Epigenetic programming of neurodegenerative diseases by an adverse environment

Abstract

Experience and environment can critically influence the risk and progression of neurodegenerative disorders. Epigenetic mechanisms, such as miRNA expression, DNA methylation, and histone modifications, readily respond to experience and environmental factors. Here we propose that epigenetic regulation of gene expression and environmental modulation thereof may play a key role in the onset and course of common neurological conditions, including Alzheimer's disease, Parkinson's disease, Huntington's disease, and multiple sclerosis. For example, epigenetic mechanisms may mediate long-term responses to adverse experience, such as stress, to affect disease susceptibility and the course of neurodegenerative events. This review introduces the epigenetic components and their possible role in mediating neuropathological processes in response to stress. We argue that epigenetic modifications will affect neurodegenerative events through altered gene function. The study of epigenetic states in neurodegenerative diseases presents an opportunity to gain new insights into risk factors and pathogenic mechanisms. Moreover, research into epigenetic regulation of disease may revolutionize health care by opening new avenues of personalized, preventive and curative medicine.

Introduction

The notion that the environment influences the phenotype of a living organism goes back to Jean–Baptiste Lamarck's concept of the driving forces of evolution (Lamarck, 1914). Rapid progress in genetic and epigenetic analysis technologies over the recent years has revolutionized the depth of understanding of the environmental impact on brain function and adaptation far beyond the early notions of Lamarck. In addition, the completion of the Human Genome Project and the commencement of the Human Epigenome Project opened new avenues for life sciences and biomedical research (http://www.epigenome.org).
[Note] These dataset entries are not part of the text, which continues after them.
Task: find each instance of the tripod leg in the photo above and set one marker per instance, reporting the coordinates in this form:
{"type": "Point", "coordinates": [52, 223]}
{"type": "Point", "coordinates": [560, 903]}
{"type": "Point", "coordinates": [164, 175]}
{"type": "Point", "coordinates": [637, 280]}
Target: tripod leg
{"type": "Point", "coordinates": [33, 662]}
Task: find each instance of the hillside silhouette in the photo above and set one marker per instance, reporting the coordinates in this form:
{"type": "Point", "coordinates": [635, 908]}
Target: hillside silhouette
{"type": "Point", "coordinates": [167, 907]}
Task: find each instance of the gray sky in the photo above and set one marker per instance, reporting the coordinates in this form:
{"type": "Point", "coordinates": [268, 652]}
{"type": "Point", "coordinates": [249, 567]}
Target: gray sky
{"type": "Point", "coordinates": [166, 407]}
The nature of genetic and epigenetic changes in response to environmental stimuli has received particular attention in the quest to understand the origins of disease. Whereas genetics involves permanent and mostly irreversible changes to DNA sequence, epigenetics is thought to concern mainly transient and reversible changes to chromatin and gene expression (Wu and Morris, 2001). Although tremendous breakthroughs have been made in the search for genetic and epigenetic patterns linked to disease, a comprehensive explanation of the mechanisms that underlie phenotypic plasticity is still far from being realistic. However, epigenetic regulation of gene expression has been identified as a key player in producing rapid adaptation to changing environmental conditions both within a single lifespan as well as across multiple generations. These mechanisms particularly apply to the brain, which is capable of changing readily in response to experience throughout a lifetime.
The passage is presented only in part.